Problems with "dictionary based" passwords


Jul 28, 2011
Hi, this is a repeat of an old thread that was closed but so far as I can tell never resolved.

I've tried to change my password to something like 387chesterfield$... but cpanel tells me that this isn't possible because it is based on a dictionary word. Well, I can't find chesterfield in the dictionary, or any of the other names or made-up words that I use for the password... but previously, when I went into WHM via the root/superuser, I was able to change the password to anything I wanted for a web account.

What's going on, and why can't I override the no dictionary word restriction?

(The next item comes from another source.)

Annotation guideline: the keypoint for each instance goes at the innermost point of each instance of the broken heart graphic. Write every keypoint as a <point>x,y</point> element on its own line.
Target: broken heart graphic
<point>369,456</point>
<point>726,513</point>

Can you please explain how to configure cpanel (after all, I'm the only one going in to change passwords for any user account, so I should be able to choose any password I like - and interestingly, it will let me change the password to "12" telling me that it is very weak, but it won't let me choose a more complex password based on some memorable word or name).

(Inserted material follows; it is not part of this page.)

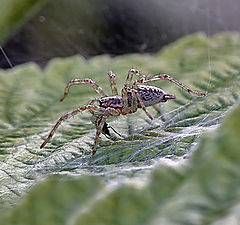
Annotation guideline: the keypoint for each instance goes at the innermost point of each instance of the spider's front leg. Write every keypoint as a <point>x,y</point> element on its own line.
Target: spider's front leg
<point>113,83</point>
<point>100,121</point>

Alternatively, how can I issue a "password" shell command directly, or via the root user? The WHM interface is different from before, and I can't find where to change passwords for website accounts.

Many thanks!


Staff member
Apr 11, 2011
Hello :)

The message regarding the use of a dictionary word is an OS-level restriction, and the error is provided by the backend/OS (cPanel just displays the failure reason for you). In other words, your OS is not happy with the complexity of the password so it refused to use it.

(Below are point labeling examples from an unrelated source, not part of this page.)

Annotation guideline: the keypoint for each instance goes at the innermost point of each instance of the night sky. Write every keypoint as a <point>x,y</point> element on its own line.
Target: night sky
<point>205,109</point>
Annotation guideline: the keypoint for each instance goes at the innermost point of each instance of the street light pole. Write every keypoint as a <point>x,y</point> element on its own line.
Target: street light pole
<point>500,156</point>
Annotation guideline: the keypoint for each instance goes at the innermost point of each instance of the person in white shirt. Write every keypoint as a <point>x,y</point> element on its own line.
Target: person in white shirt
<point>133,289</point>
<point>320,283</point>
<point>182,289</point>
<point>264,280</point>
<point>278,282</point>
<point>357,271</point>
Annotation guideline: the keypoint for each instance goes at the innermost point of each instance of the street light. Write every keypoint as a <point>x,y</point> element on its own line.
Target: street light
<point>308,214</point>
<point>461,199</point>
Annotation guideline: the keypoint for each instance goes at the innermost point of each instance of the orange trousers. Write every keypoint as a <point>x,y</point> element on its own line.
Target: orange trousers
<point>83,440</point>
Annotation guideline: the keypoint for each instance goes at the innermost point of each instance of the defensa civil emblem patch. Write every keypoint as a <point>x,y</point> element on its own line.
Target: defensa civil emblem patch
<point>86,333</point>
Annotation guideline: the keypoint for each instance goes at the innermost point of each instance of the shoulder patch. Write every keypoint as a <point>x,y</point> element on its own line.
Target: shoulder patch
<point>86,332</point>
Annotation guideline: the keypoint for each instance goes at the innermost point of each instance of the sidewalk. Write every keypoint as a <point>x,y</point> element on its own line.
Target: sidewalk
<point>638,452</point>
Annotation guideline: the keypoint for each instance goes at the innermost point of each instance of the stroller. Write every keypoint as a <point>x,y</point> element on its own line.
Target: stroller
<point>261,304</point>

This is controlled here on CentOS:

While you are welcome to manually edit the above file at your own risk, we can't support trying to subvert the default security settings of your OS to provide a less secure experience. Instead, we can only advise that you adjust the password strength configuration found at:

"WHM >> Security Center >> Configure Security Policies"

Thank you.


Active Member
Sep 11, 2011
Bloomington, IL
cPanel Access Level
Root Administrator
we can't support trying to subvert the default security settings of your OS to provide a less secure experience.
This is absolutely silly. "387chesterfield$" is MUCH more secure than "12". This comic explains the situation quite well. Reminding your users that the password they want is insecure isn't a problem, but restricting their ability to use passwords that THEY know are secure is outright foolish. The password "correcthorsebatterystaple" is based on FOUR dictionary words, but would take FOREVER to brute-force, while "e$2*06iO" could be guessed relatively quickly.
Thanks to all the restrictions, passwords have gotten easier and easier to guess as more and more passwords get blacklisted. "Password must contain at least 7 characters consisting of a lower and uppercase letter, and a number" may sound like it keeps out insecure passwords, but when a hacker reads that, they see "When attacking this site, you don't have to bother trying passwords like 75jih86kh, p8Ui&, or YYOIJ7I9".